Sunday, August 8, 2010

The IEEE 802.11x

  • A. The IEEE 802.11x
    The IEEE (Institute of Electrical and Electronics Engineers) is the standardization of technology standards used in computer science. He sleeps on paper all their characteristics such as Ethernet, USB, etc.. However, the WECA (Wireless Ethernet Compatibility Alliance), better known as the WiFi Alliance (association of more than 200 players in the wireless market ), which guarantees a set of quality control and interoperability testing that a product matches the features standardized. This product then receives the label Wi-Fi, ensures quality and interoperability.
    A network WiFi is a network conforming to the IEEE 802.11x (where x is replaced by a letter). In other countries, it is called WLAN (real name of the standard), which is more correct.
  • B. 802.11a other WiFi5 called because it operates on frequency bands of 5 GHz, achieves a maximum throughput of 54 Mbps (30 Mbps actual) over a distance of 10 meters. She was reserved in Europe for military use. It uses OFDM modulation radio.  
  • C. 802.11b
    It is the first standard to the widespread use of wireless transmissions, while experiencing a great commercial success. It provides theoretical speeds of 11 Mbps (6 Mbps actual) on the frequency band 2.4 GHz. The maximum signal range is 100 meters indoor and 300 meters outdoors, its scope is much smaller in practice (30 and 100 meters actual). It uses radio modulation DSSS DSSS and HR.
    Eager as the standard 802.11g soon arrived, manufacturers have created an evolution of that standard, 802.11b +, which can increase the flows 22 and 44 Mbit / s (11-20 Mbps real). These materials were compatible with 802.11b, but holding off their speed to 11 Mbps
  • D. 802.11g
    Always based on radio transmissions of 2.4 GHz and the same ranges as 802.11b, this standard can reach theoretical speeds of 54 Mbps (26 Mbps actual). This is the most common material on the market today. It is compatible with previous 802.11a and b. It uses DSSS modulation radio, HR-DSSS and OFDM.
    Always so impatient, manufacturers have developed proprietary standards (compatible only with material from the same brand and same type), the 802.11g + 802.11g SuperG turbo, changes to achieve speeds of 108 Mbps.

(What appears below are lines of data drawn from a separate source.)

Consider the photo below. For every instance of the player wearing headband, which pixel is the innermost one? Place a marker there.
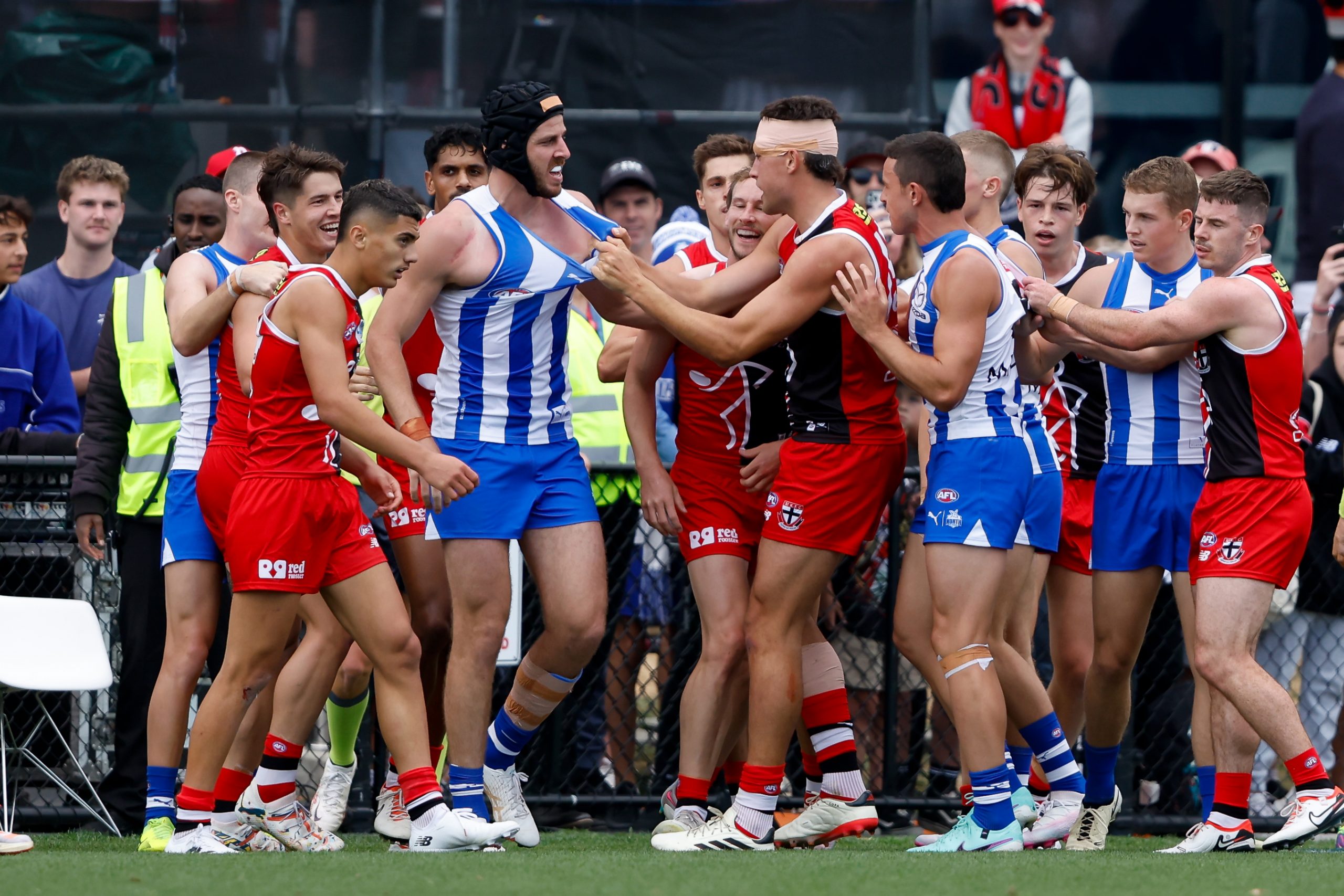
(838, 469)
(498, 268)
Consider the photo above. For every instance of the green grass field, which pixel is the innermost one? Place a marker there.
(593, 864)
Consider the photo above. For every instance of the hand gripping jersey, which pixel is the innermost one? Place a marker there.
(197, 379)
(502, 378)
(232, 409)
(288, 440)
(1253, 395)
(1076, 402)
(1153, 418)
(841, 393)
(992, 404)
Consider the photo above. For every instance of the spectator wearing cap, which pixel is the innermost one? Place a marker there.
(37, 394)
(75, 289)
(1025, 94)
(629, 195)
(197, 220)
(1320, 170)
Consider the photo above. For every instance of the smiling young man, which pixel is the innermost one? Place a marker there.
(1254, 512)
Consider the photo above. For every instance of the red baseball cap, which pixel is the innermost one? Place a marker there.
(219, 163)
(1213, 151)
(1040, 7)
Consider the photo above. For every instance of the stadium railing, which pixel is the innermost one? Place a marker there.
(612, 747)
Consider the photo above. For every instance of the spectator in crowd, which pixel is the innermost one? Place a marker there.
(1320, 166)
(629, 195)
(197, 220)
(1312, 636)
(37, 393)
(1025, 94)
(132, 417)
(73, 291)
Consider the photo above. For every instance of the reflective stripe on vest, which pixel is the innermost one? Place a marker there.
(597, 417)
(144, 361)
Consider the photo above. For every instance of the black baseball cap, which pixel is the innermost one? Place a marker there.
(625, 171)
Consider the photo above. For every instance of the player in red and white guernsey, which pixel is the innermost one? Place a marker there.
(730, 424)
(838, 469)
(308, 345)
(1251, 524)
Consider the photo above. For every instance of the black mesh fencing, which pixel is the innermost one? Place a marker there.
(605, 757)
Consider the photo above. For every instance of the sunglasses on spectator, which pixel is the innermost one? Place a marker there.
(1010, 18)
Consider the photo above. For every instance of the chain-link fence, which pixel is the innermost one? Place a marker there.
(608, 753)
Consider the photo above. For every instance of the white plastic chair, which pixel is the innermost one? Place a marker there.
(49, 645)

  • E. MIMO Pre-N or Draft-N Warning! It is not a true standard! It is (such as changes in other standards) the result of competition between manufacturers to start before other materials always more technologically advanced, although for this he must sell hardware without Standard Common and therefore no guarantee of interoperability (or operation), all supported by the WiFi Alliance. MIMO has been developed to overcome the weak point of the wi-fi: the decrease in signal strength (ie flow and maintaining a stable connection) from the transmitter and receiver are far away or it takes over obstacles or operate in an environment with areas of interference. It provides better speeds and more stable by distance and works much better indoors. Equipment for Multi Input Multi MIMO Output is equipped with multiple antennas (3-9 according to manufacturers) who receive or transmit simultaneously. According to the manufacturer, the material is called Pre-N, Draft-N, Range-Max, SRX. We can not achieve the maximum flows, advertised 300 Mbps, with materials of the same brand or type. For the most part, they are compatible with 802.11a/b/g (price reduction of flow velocity with the standard) and should also be forthcoming with the 802.11n standard, but nothing is certain yet.

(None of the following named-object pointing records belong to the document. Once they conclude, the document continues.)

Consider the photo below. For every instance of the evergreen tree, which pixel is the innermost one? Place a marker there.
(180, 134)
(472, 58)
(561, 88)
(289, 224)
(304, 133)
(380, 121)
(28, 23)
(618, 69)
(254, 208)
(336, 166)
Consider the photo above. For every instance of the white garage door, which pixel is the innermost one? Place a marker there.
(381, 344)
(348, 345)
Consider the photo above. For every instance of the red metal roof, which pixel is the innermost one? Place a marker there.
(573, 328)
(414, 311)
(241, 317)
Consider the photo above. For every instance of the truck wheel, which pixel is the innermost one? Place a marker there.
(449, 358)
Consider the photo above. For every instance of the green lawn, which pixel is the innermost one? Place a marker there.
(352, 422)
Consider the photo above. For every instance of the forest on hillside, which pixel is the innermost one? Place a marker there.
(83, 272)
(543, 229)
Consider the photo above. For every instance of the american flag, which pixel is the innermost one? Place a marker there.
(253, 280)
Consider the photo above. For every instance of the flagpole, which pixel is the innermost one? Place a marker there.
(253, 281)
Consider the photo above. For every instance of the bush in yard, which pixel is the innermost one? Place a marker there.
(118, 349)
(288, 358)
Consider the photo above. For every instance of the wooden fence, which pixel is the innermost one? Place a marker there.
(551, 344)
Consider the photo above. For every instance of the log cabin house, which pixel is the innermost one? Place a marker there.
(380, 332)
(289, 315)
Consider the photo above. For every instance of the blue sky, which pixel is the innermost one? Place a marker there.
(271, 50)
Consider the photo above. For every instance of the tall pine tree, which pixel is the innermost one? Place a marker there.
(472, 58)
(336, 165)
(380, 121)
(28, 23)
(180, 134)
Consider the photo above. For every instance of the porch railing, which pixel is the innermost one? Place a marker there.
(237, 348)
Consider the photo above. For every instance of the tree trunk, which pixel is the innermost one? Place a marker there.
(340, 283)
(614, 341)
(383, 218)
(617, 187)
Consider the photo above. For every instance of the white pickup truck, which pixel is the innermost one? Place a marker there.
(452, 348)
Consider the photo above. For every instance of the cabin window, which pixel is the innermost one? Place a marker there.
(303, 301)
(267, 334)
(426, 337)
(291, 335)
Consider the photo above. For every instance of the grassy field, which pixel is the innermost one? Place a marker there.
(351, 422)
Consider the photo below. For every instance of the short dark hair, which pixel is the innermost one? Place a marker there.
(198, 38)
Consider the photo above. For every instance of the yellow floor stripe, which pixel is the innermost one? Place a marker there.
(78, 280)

  • F. 802.11n eagerly awaited and repeatedly delayed (which has prompted manufacturers to create the standard Draft [draft] or Pre-N), this standard is very promising. It is expected to reach speeds of wired networks, with a throughput of 540 Mbit / s (100 Mbit / s real) and a range of 100 meters real. It will integrate MIMO technology and should be compatible with older standards for operation in mixed mode. This will have heterogeneous operating speed transmissions in 802.11a, b or g with the old equipment and with the new 802.11n. It uses radio modulation MIMO-OFDM. The 802.11n uses frequencies of 2.4 and 5 GHz and only works in infrastructure mode with a central access point to which all clients connect. It should be finally ratified by IEEE in April 2007.

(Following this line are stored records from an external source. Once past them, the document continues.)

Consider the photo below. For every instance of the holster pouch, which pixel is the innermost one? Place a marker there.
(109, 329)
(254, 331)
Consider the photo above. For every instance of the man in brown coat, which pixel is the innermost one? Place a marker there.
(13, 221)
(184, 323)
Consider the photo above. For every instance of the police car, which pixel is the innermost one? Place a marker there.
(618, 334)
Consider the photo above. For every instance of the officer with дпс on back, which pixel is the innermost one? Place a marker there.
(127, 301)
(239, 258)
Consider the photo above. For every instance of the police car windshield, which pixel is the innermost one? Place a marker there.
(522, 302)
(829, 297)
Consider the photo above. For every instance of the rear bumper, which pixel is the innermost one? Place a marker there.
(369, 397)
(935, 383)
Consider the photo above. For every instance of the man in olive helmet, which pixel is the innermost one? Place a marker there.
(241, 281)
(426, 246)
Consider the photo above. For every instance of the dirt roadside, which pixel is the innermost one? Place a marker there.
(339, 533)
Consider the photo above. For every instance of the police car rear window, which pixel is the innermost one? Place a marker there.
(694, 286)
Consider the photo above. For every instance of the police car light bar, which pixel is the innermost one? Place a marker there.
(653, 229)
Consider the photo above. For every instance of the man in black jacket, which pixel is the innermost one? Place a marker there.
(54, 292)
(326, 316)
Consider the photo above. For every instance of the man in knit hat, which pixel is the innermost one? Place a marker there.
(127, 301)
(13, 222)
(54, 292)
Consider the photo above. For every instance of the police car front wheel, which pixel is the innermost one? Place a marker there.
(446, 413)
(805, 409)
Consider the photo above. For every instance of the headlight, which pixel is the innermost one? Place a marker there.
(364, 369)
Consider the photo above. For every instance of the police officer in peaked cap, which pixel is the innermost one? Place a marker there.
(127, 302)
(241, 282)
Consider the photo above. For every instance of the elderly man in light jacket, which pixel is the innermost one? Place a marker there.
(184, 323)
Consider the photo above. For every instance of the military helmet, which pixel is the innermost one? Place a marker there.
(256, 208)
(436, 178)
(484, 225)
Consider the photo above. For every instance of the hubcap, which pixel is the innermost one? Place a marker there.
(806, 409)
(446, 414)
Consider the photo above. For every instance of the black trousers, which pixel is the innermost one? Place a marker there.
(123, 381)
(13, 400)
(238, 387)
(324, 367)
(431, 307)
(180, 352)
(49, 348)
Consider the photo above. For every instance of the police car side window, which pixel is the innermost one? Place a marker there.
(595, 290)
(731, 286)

  • G. 802.11s is the future of wi-fi in the coming months or years. This standard will be based on the principle of mesh internet. Any point in the network receives the data and sends them back if they did not serve. Compatible with older standards, scope and transmission speeds are obviously improved.  
  • H. Complementary Standards
    This standard ensures that the equipment may use an encryption data with enhanced security through encryption of AES, the most powerful used in wi-fi. It is usable on all products 802.11.
    It ensures that the hardware can use the system QoS (Quality of Service) that allow parties to reserve the desired bandwidth flows. For example, providing 50% of the bandwidth to stream Internet, ensures that all networked computers can surf without a proper software peer-to-peer comes to appropriate the full capacity of the line.

1 comment:

  1. There is no single 802.11x standard. The term IEEE 802.11 is also used to refer to the original 802.11, which is now sometimes called "802.11legacy".